Passing the functor using std::cref is likely to be counterproductive, but I make no promises. Only empirical testing in the precise context of interest can be definitive. In general, for tbb::parallel_for, my recommendation is:
- Pass the lambda by value.
- Unless there are semantic considerations that dictate a capture mode, have the lambda objects by reference unless they are small objects that are cheap to copy. Remember that typically the captured variables will accessed many more times than the lambda is copied.
Does TBB pay the cost of heap allocation for the functor? The answer is definitely no for the signature of the form parallel_for(first,*last*,functor), because that form passes the functor by reference.
For the signature of the form parallel_for(range,*functor*), as in the question, the answer is "no additional cost". It does not heap-allocate the functor directly. But each task that TBB creates has a copy of the functor, and the tasks are heap-allocated (usually quickly via local free-lists). Using std::cref is not going to change the fact that the tasks are heap allocated. Using std::cref will just add an extra level of indirection.

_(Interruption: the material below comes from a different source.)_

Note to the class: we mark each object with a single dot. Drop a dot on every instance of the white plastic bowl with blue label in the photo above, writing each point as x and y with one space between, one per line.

I was actually a little surprised that one form of tbb::parallel_for passes the functor by reference and another by value. I forget the reason, and I'm sure the TBB group must have debated it. The choice may have been motivated by whatever benchmarks and machines were available at the time each was introduced, or maybe it's a PPL compatibility issue with the "first,last" form, which seems to not require that the functor be copy-constructible. As hinted at earlier, the performance tradeoff of passing-by-reference versus passing-by-value is not simple. The passing-by-reference makes passing the functor around cheap, but adds the cost of indirection to each time it is accessed (unless the compiler can optimize it away).
As to the lifetime of the functor argument, it just has to exist for the duration of the call to parallel_for.